Out of square Narex 8116

UKworkshop.co.uk

Help Support UKworkshop.co.uk:

This site may earn a commission from merchant affiliate links, including eBay, Amazon, and others.
It seems that this will always be a contentious topic with camps here and there. But what I would say as a beginner is that the process of dismantling and refining the god-awful grind on most castings and cutters makes me really get to know the tool that I've gotten off ebay or wherever - and this is worth it.
Well yes but the god-awful grind on most castings has little bearing on performance as long as it is flat overall. Distorted castings may need flattening but roughly ground surfaces are self correcting, or can be brought up to speed with a quick swipe of 400 grit wet n dry and a squiggle of candle wax.
No need for mirror finishes!
That's a lot of planes in your snap. Best to concentrate on just a few essential items IMHO or it starts looking like ADHD!
What first got me alarmed about the flattening hysteria was somebody on here a few years back who was flattening his new and expensive set of Blue Spruce chisels.
He though this is what you are supposed to do. He was getting upset because they were getting worse instead of better. He was a total novice and had been following cra p advice from some berk on youtube!
Too many berks on youtube . Even sensible Sellers goes on about "initialising" chisels etc. It's contagious.
 
Last edited:
I would rather subscribe to the the Kingshott, one of the old boys, school of sharpening, flatten and polish the back of a chisel. You only have to do it once and it works for me. I really don't like convex chisels which you will end up with if you continually just paying attention to the tip and use wonky stones. Plane blades do not matter so much as long as the very edge area is polished and the CB seats nicely.
Jim Kingshott never recommended anything without very well thought through reasoning and and practical experience and experiment behind it. As he would say, sharpness is nothingness meaning the coming together of two perfectly flat and smooth surfaces. All of my chisels are flat at the edge and along the edges (but only done once) because they are Japanese and therefore hollow ground. I achieve this with honing guides and Japanese water stones, for a mirror finish on both surfaces and Jim Kingshott's nothingness; it works very consistently well for me and is the method I was taught by a maker of very fine furniture with a lifetime of experience and experimentation, who used it himself. My point in saying all this is that we all have our own methods which we establish over time and give us the results we need or want. With absolutely no disrespect to site chippies, they do not want or need this level of precision and sharpness, you cannot pare truly flat with a convex back on your chisel, this is unimportant to a site chippie but it is to me, as is the best possible edge. No matter how long Jacob bores us to death by banging on about his own methods being best and the rest of us wasting our time it will make no difference to me except that I will ignore his posts. This is a shame because he often talks good sense; if only he could learn when to let a point go - dare I mention torsion boxes?!

Jim
 
.. I will ignore his posts.
Feel free! I go on about it a lot because a lot of beginners get told that these things are essential which makes a pointless chore from something simple like sharpening a new chisel, and may even wreck them in the process
Also nobody has ever explained why chisel faces should be dead flat and have mirror finish. There isn't a reason.
...; if only he could learn when to let a point go - dare I mention torsion boxes?!

Jim
You brought it up - I haven't mentioned them for ages! Oddly enough they don't seem to get mentioned quite so often.
....you cannot pare truly flat with a convex back on your chisel,.....
But the flattening is advised for new and hence slightly concave ground chisels.
 
Last edited:
Most decent chisels don't need "flattening" per se. They're slightly concave on the flat face and backing off the burr will automatically produce polish at the cutting edge.

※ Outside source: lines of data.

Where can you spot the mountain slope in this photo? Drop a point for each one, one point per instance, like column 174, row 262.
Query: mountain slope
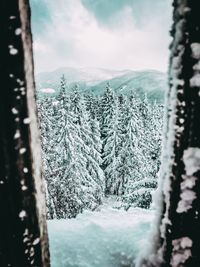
column 151, row 82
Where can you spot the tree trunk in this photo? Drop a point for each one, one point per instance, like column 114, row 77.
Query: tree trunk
column 23, row 232
column 177, row 242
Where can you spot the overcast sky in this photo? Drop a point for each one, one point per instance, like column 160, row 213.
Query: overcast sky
column 114, row 34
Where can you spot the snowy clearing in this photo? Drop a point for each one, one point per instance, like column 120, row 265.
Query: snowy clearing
column 105, row 238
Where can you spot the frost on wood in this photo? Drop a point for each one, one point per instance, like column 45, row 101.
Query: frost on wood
column 177, row 240
column 181, row 251
column 23, row 221
column 191, row 159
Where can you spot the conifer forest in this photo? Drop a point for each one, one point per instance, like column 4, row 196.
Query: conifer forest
column 98, row 146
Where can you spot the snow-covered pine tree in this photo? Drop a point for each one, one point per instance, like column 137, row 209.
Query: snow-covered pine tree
column 133, row 165
column 106, row 110
column 176, row 243
column 112, row 145
column 23, row 232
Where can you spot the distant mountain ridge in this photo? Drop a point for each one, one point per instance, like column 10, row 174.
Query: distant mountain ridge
column 94, row 80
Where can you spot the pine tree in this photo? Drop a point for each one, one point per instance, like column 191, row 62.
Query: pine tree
column 23, row 231
column 177, row 239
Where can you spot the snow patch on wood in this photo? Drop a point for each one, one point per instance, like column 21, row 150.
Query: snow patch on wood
column 181, row 251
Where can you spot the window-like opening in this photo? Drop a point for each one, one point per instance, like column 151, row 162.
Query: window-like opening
column 101, row 79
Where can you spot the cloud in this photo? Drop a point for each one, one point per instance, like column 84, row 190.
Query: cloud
column 74, row 36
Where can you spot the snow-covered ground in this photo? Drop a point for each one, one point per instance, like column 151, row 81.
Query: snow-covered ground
column 105, row 238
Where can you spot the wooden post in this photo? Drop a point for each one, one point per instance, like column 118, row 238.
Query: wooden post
column 23, row 232
column 177, row 242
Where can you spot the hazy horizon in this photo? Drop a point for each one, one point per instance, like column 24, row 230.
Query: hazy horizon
column 116, row 35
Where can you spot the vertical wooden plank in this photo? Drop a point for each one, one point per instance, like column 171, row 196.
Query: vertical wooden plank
column 23, row 232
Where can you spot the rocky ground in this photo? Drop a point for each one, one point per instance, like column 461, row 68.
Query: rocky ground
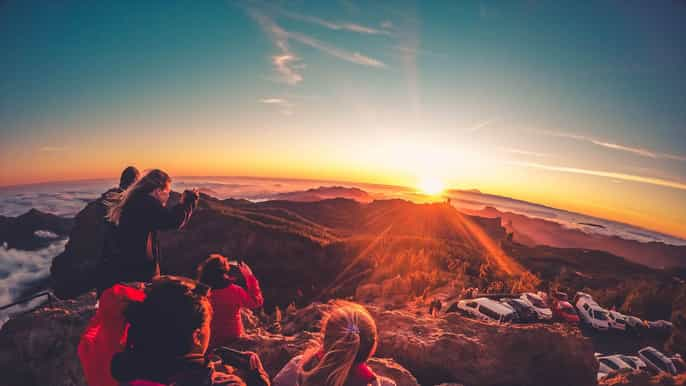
column 394, row 257
column 39, row 348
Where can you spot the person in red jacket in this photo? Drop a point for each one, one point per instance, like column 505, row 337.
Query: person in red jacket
column 233, row 286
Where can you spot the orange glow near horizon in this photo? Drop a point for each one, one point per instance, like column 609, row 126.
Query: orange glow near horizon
column 431, row 186
column 430, row 167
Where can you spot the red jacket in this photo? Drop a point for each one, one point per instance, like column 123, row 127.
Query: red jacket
column 226, row 304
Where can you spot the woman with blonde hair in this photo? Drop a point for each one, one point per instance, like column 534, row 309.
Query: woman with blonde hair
column 349, row 339
column 139, row 212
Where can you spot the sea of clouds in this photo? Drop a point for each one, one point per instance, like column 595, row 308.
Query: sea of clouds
column 19, row 270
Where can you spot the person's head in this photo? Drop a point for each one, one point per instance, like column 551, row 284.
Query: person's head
column 217, row 272
column 173, row 320
column 155, row 183
column 349, row 338
column 128, row 177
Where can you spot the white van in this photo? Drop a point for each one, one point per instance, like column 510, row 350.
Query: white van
column 592, row 314
column 617, row 320
column 538, row 304
column 487, row 309
column 657, row 361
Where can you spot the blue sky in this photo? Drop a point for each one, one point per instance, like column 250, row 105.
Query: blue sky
column 577, row 105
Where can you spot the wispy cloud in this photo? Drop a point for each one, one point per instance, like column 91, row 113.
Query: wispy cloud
column 603, row 173
column 284, row 105
column 524, row 152
column 273, row 101
column 53, row 149
column 286, row 63
column 332, row 25
column 480, row 125
column 353, row 57
column 619, row 147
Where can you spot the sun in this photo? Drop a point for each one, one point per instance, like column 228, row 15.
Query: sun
column 431, row 186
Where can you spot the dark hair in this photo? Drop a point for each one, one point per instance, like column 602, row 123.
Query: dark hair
column 115, row 202
column 128, row 177
column 218, row 273
column 163, row 324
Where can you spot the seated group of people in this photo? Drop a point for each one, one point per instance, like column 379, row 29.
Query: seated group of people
column 180, row 331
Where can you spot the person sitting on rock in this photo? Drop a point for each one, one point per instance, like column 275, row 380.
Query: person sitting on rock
column 339, row 359
column 139, row 213
column 168, row 339
column 233, row 287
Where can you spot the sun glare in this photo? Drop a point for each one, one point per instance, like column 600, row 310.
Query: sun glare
column 431, row 186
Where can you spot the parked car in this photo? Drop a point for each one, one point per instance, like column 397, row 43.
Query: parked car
column 564, row 311
column 656, row 361
column 634, row 323
column 525, row 313
column 562, row 296
column 487, row 309
column 617, row 320
column 635, row 362
column 580, row 295
column 592, row 314
column 659, row 324
column 611, row 363
column 538, row 305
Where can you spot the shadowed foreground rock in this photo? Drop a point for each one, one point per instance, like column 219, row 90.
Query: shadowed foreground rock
column 39, row 348
column 455, row 349
column 642, row 379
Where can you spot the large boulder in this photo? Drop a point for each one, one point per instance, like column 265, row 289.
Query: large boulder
column 74, row 271
column 456, row 349
column 33, row 230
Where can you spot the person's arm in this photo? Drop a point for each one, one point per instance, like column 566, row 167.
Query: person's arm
column 251, row 296
column 175, row 217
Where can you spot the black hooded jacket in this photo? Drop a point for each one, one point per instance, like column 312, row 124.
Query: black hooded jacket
column 188, row 370
column 138, row 254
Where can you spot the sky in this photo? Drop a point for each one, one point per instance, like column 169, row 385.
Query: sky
column 580, row 106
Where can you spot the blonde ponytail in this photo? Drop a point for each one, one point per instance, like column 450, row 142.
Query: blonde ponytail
column 349, row 339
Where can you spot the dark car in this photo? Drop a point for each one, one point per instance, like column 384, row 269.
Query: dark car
column 525, row 313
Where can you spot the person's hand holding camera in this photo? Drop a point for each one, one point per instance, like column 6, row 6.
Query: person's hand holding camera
column 191, row 197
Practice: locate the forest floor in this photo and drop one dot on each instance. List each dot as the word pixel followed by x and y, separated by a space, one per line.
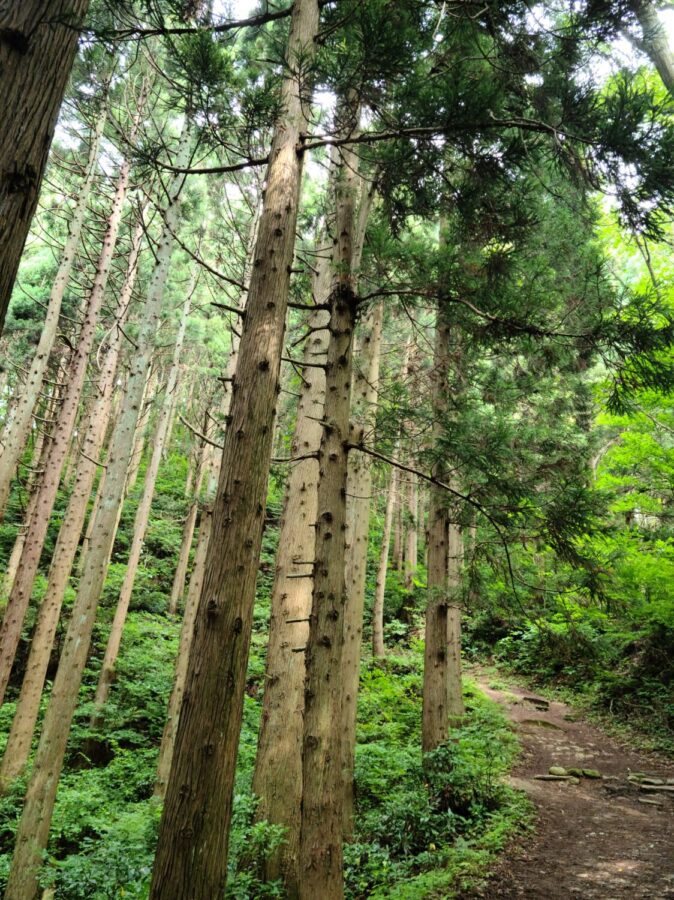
pixel 605 837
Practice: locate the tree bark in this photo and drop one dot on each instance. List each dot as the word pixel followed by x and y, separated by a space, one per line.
pixel 435 720
pixel 186 635
pixel 10 632
pixel 140 526
pixel 277 779
pixel 455 707
pixel 365 392
pixel 178 586
pixel 398 544
pixel 33 830
pixel 37 470
pixel 25 717
pixel 191 858
pixel 322 819
pixel 38 42
pixel 378 647
pixel 411 531
pixel 17 427
pixel 655 41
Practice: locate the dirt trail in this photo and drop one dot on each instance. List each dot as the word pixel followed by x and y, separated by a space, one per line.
pixel 602 838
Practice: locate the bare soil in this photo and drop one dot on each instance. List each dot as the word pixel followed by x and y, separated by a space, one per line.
pixel 602 838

It is not physically possible to rub steel on fine honing media and, over time, not produce polish. It may not be a mirror, depending on how fine one's finest stone is, but it will certainly be much brighter and smoother than the day it was made.

Whether or not "polish" is needed is moot. It's going to happen anyway.

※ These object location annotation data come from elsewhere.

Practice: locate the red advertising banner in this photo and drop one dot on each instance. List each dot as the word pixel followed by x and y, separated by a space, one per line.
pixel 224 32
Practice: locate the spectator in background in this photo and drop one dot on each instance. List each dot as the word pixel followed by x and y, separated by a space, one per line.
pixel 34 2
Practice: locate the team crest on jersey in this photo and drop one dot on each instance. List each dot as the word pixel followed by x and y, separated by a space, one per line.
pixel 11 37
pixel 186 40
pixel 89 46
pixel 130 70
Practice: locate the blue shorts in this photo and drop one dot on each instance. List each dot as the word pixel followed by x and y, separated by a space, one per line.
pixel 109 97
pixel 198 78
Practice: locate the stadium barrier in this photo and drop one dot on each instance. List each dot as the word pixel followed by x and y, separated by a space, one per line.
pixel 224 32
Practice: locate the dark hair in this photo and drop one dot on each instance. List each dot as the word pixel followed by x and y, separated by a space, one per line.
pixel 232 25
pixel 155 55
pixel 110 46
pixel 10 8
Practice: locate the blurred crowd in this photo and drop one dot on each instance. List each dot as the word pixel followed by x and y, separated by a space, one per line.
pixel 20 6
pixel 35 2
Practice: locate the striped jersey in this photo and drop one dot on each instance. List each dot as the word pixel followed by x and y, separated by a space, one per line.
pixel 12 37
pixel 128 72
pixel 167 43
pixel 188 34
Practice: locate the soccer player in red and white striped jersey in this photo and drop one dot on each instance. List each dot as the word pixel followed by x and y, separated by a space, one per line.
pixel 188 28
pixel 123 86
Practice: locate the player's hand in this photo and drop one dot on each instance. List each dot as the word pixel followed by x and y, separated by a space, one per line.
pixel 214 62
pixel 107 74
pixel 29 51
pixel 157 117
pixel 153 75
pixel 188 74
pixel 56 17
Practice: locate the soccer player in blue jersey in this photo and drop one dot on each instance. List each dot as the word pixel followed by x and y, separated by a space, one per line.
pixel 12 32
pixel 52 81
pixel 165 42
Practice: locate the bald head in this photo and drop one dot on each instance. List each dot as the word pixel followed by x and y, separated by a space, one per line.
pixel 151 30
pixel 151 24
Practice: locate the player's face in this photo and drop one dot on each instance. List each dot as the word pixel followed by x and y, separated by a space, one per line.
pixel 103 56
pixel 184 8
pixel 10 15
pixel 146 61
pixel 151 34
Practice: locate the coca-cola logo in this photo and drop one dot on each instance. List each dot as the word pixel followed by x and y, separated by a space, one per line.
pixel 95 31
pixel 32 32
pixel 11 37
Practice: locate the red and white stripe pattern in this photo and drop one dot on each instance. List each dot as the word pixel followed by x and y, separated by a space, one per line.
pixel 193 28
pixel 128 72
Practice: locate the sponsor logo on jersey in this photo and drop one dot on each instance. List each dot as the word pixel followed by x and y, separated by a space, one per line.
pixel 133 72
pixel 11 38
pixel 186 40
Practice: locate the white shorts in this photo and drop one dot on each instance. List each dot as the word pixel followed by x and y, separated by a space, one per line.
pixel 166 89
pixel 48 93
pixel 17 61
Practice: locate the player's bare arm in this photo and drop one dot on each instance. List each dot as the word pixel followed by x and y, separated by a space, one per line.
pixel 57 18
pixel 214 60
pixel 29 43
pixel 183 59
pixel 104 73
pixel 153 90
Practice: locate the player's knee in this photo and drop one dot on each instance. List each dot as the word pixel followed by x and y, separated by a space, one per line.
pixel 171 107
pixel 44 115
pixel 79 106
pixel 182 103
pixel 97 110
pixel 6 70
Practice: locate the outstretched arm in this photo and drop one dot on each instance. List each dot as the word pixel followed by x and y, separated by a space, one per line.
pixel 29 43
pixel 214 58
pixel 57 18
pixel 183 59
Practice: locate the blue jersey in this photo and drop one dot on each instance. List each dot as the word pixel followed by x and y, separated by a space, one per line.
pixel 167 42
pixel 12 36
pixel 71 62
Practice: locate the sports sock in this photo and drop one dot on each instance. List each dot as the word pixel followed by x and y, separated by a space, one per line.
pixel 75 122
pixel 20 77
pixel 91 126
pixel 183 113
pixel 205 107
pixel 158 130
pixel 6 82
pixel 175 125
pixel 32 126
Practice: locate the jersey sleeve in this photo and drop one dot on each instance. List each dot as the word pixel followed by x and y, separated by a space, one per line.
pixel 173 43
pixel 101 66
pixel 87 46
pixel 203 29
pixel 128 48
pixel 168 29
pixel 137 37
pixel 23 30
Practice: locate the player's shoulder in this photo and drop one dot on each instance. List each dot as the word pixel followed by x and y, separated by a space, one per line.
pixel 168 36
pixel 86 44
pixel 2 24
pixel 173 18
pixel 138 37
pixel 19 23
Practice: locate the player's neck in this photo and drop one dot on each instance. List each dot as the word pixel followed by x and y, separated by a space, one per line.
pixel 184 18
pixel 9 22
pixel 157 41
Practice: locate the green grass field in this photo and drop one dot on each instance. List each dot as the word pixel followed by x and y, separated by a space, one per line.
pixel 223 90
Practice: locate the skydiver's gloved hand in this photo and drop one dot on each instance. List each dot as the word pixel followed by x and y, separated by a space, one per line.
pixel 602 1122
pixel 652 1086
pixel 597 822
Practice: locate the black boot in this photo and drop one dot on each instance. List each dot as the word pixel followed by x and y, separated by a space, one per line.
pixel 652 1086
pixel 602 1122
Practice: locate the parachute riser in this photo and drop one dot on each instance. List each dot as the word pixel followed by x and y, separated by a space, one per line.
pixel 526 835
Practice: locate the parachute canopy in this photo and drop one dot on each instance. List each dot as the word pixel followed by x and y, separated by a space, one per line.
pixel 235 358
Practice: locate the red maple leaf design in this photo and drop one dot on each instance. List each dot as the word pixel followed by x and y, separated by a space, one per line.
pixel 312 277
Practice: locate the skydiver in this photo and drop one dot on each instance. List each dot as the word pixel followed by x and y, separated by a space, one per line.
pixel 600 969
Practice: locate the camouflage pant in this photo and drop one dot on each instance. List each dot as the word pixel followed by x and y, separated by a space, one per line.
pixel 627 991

Anybody who's figured out how to rub tool steel on a fine honing stone and not impart some degree of polish should alert the Nobel Prize committee. You've succeeded in defying the laws of material physics.
 
Most decent chisels don't need "flattening" per se. They're slightly concave on the flat face and backing off the burr will automatically produce polish at the cutting edge.

It is not physically possible to rub steel on fine honing media and, over time, not produce polish. It may not be a mirror, depending on how fine one's finest stone is, but it will certainly be much brighter and smoother than the day it was made.

Whether or not "polish" is needed is moot. It's going to happen anyway.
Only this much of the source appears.